Blueberry Martini Jello Shots – NYC
Blueberry Martini Jello Shots
My friend Chris invited me to a barbecue last weekend, and wanting to be a good BBQ guest like Deb at Smitten Kitchen, I offered to bake a pie. It turns out, though, no one who was attending the BBQ was very excited at the prospect of pie. Who would’ve thunk it?! Geez, how can anyone not like pie? Pies are delicious; it’s jammy fruit in a buttery flaky crust! So then I thought of making a watermelon tomato salad with olives, but after showing Chris the recipe, her response was, “Uh, that’s weird.” Back to the drawing board, I searched the Internet, but nothing seemed really interesting. A few days later I was still lost, but after a few glasses of sangria with friends, it finally dawned on me, ‘My friends are lushes, why not make jello shots?’
I didn’t want to make regular jello shots though, I mean my college days are far behind me. So I googled “gourmet jello shots” and I came up with a Los Angeles Times adapted recipe for Blueberry Martini Jelly Shots from Bar Nineteen 12 in Beverly Hills. It was exactly what I needed, jello for adults, or as I like to call them, ‘jello for the grown and sexy.’ I emailed Chris with my idea and she responded with one word, “Nice!”
I made a few modifications to the recipe to make my life easier. The recipe calls for sheets of gelatin. I opted to use gelatin powder instead since it can be found in regular supermarkets (I used Knox Gelatine). As for setting the jello, the recipe has you use half-ounce silicone molds — since these shots are meant to be picked up with your fingers and eaten — but I didn’t want to go out and buy molds, so I ended up using an ice tray. It worked nicely except for the fact that each cube was bigger than a half-ounce, so I ended up with about twenty shots instead of thirty-five. I would double this recipe if you are going to take the ice cube route. In addition, I would avoid using ice trays with really large ice cube molds. If that’s the only type of tray you have, don’t fill it all the way to the top. You don’t want to bite into a giant cube of hard gelatin. It’s not as tasty. I also added more blueberries per shot because I thought it looked cheesy to have only one lone blueberry in each cube.
The jello shots were a hit at the BBQ, especially amongst the girls. The shots were cold, refreshing, and made for some summer fun. One of the girls thought they were a bit strong, but she doesn’t drink much, so if you are making these for the non-drinking crowd, I would mix in some water and perhaps some more simple syrup so they’re weaker. Also, the texture of these shots are harder than normal jello shots; a cross between jello and gummy bears.
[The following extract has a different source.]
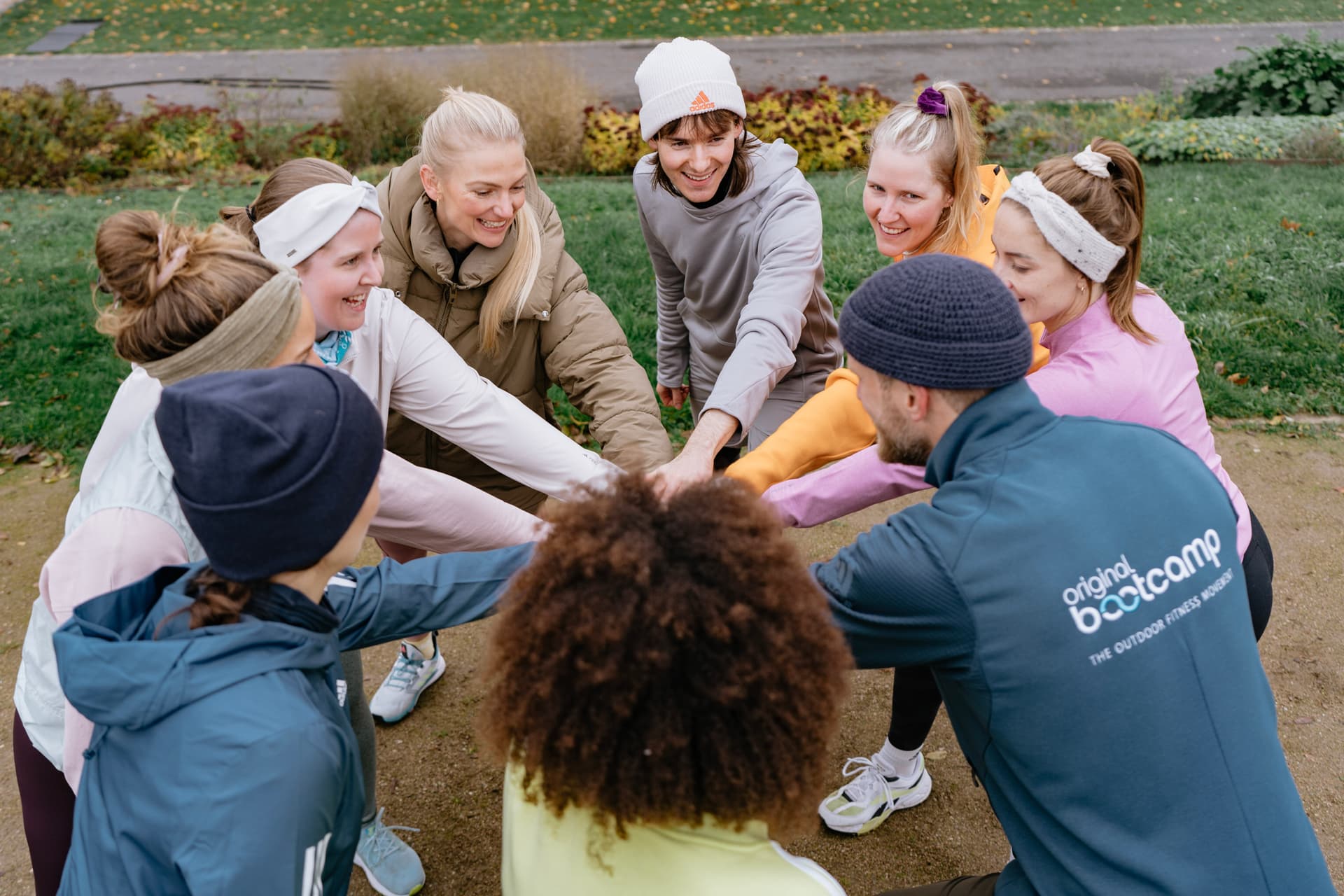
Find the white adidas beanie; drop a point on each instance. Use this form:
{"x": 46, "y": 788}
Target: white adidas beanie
{"x": 686, "y": 78}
One of the guys wasn’t too crazy about the texture, but then again I notice a lot of men aren’t into candies of the gummy sort, so if harder jello freaks you out, you can add less gelatin or serve them after leaving them out for a while.
I can’t wait to experiment with these jello shots. The possibilities seem endless. I’m thinking mojito shots, lychee saketini shots, sangria shots…. So next time you’re a BBQ guest, and no one likes pie, make these jello shots. Vodka + Gelatin = SCORE!
Blueberry Martini Jello Shots
(Adapted from an adapted recipe by the LA Times for Blueberry martini jelly shots at Bar Nineteen 12)
Total time: 25 minutes, plus overnight chilling
Servings: About 20 Shots (more if you use 1/2 ounce molds instead of an ice tray)
10 1/2 ounces Stoli Blueberry vodka
2 ounces simple syrup* (add more if blueberries are sour)
3 1/2 (1/4 ounce) packets of gelatin powder
About 60 fresh blueberries (more if the blueberries are small)
1. Off heat, combine the vodka and simple syrup in a small saucepan. Add gelatin powder to the vodka mixture.
2. Heat the saucepan over low heat, stirring, until the gelatin is dissolved and incorporated into the vodka mixture, about 5 minutes. Remove the pan from the heat.
3. Place a few blueberries in the bottom of each individual ice cube mold, and carefully pour the vodka mixture into each. Refrigerate the ice cube tray until set, preferably overnight. These cocktails will keep, refrigerated, for as long as 2 days.
*To make simple syrup, combine equal parts sugar and water in a saucepan, and stir over medium heat until the sugar is dissolved.